I do wish that there were more prominent female voices in the atheist community, just like I wish there was more racial and background diversity in general. Because I think this is mostly a function of like minded people with similar backgrounds not taking time to be reflective.

I like Harris, but comrade has some issues. With profiling, for example. or his overly generous defense of Israeli policy. You can add this one to the list if the account is accurate, although I am now suspicious of authors that use the term "Islamophobia."

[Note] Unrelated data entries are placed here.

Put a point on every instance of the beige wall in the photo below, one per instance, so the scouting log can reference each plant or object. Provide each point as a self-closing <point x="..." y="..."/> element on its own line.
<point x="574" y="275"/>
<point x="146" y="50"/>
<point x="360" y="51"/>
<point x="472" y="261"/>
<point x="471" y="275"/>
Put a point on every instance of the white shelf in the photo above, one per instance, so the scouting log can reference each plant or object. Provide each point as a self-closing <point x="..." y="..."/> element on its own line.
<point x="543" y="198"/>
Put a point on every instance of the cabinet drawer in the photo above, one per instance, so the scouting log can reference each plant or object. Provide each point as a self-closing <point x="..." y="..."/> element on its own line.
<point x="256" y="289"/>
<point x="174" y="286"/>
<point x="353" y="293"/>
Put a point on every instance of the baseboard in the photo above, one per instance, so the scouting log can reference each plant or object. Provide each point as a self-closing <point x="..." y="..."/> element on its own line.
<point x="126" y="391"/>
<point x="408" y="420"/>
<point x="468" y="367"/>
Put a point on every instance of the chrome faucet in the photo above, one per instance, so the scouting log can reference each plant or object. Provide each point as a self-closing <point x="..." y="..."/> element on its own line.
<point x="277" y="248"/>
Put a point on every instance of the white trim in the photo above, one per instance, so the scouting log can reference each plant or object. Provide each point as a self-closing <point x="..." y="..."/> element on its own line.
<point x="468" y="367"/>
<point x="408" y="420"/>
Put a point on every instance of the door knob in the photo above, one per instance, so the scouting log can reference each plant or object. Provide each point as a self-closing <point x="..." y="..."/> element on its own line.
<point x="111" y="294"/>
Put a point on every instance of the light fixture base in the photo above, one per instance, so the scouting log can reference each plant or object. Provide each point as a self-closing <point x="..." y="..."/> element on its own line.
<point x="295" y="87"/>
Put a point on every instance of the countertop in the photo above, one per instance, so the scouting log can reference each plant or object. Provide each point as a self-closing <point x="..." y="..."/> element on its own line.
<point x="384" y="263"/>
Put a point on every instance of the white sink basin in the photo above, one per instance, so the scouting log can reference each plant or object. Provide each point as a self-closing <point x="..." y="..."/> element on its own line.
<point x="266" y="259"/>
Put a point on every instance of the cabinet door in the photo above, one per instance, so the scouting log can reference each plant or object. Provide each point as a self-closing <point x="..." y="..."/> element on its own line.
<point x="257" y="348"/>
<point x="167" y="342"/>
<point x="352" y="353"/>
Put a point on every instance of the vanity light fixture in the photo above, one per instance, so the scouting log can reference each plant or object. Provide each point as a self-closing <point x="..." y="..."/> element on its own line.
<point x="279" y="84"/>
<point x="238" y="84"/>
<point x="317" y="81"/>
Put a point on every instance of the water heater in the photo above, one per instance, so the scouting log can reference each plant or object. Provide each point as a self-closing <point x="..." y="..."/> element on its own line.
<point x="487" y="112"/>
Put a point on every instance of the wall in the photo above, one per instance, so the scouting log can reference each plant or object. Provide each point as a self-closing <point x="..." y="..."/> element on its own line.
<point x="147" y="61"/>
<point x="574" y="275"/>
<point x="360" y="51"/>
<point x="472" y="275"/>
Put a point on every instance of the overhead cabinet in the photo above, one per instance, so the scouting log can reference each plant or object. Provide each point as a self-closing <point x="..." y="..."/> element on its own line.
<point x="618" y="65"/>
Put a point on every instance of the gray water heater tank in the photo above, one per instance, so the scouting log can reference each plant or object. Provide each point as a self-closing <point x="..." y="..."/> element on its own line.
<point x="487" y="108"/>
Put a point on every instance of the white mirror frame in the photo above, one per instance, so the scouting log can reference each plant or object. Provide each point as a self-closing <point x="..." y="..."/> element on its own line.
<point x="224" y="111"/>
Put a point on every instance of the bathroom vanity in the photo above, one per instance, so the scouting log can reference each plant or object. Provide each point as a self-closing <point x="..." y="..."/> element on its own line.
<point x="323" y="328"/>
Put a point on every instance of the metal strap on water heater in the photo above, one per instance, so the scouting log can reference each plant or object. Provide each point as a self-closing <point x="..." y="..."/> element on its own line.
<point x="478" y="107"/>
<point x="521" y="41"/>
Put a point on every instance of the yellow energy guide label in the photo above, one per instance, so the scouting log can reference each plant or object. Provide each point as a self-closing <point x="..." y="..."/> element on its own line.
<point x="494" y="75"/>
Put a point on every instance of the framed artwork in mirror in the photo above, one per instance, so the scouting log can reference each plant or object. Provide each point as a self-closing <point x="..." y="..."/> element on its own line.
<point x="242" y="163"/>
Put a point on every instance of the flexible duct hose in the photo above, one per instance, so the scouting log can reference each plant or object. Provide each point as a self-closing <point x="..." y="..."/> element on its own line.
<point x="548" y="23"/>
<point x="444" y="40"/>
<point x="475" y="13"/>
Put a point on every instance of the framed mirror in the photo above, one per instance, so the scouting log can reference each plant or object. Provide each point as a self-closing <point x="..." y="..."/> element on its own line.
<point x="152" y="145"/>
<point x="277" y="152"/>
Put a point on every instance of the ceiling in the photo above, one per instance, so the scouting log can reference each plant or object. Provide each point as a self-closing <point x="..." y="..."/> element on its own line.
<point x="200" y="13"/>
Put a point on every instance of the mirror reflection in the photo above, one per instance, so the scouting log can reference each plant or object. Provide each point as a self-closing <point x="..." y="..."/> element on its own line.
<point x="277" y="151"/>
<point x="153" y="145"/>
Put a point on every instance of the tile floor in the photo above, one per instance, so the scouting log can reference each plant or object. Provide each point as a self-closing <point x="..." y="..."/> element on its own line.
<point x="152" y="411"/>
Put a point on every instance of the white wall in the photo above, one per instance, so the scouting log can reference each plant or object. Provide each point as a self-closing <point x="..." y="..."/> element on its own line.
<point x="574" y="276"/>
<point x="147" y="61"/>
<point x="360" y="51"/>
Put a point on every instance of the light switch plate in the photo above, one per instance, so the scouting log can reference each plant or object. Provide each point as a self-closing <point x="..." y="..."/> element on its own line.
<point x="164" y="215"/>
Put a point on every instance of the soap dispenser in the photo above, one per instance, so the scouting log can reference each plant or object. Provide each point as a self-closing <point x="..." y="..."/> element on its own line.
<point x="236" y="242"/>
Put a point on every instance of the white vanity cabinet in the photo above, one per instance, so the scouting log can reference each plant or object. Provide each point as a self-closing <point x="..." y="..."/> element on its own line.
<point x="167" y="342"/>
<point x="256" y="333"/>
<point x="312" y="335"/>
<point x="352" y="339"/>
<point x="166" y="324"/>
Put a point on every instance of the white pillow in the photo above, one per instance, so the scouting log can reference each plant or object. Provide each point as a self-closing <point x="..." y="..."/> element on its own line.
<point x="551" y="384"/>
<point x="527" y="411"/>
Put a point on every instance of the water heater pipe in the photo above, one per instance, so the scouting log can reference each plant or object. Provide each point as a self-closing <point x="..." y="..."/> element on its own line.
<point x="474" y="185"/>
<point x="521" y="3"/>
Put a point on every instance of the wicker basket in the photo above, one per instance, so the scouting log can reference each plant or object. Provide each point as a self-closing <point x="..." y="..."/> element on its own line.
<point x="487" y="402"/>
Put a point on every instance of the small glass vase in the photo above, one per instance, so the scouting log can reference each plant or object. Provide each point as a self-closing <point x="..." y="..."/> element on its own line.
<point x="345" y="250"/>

Of course, even female atheists can be polarizing. One of the most prominent examples is Ayaan Hirsi Ali, who despite her liberal bona fides and her considerable advocacy for the rights of women has been deemed totally unfit for consumption among many liberals and leftist critics of religion.
 

9-10ths_Penguin

1/10 Subway Stalinist
Premium Member
Personally, I'm highly sympathetic toward "New Atheism," especially Sam Harris and Richard Dawkins. I still find the comments from Harris disappointingly and clearly sexist, though, and I think they point to a worrying trend of sexism even among supposedly rational communities. Seeing comments by a lot of atheists online who defend such comments and strongly bash feminism just highlights how much feminism is needed even among rationalist circles.
I've encountered some atheists and skeptics who seem to think that because of their stance against belief in gods, thetheir whole worldview must be rational. I think they miss the point of skepticism.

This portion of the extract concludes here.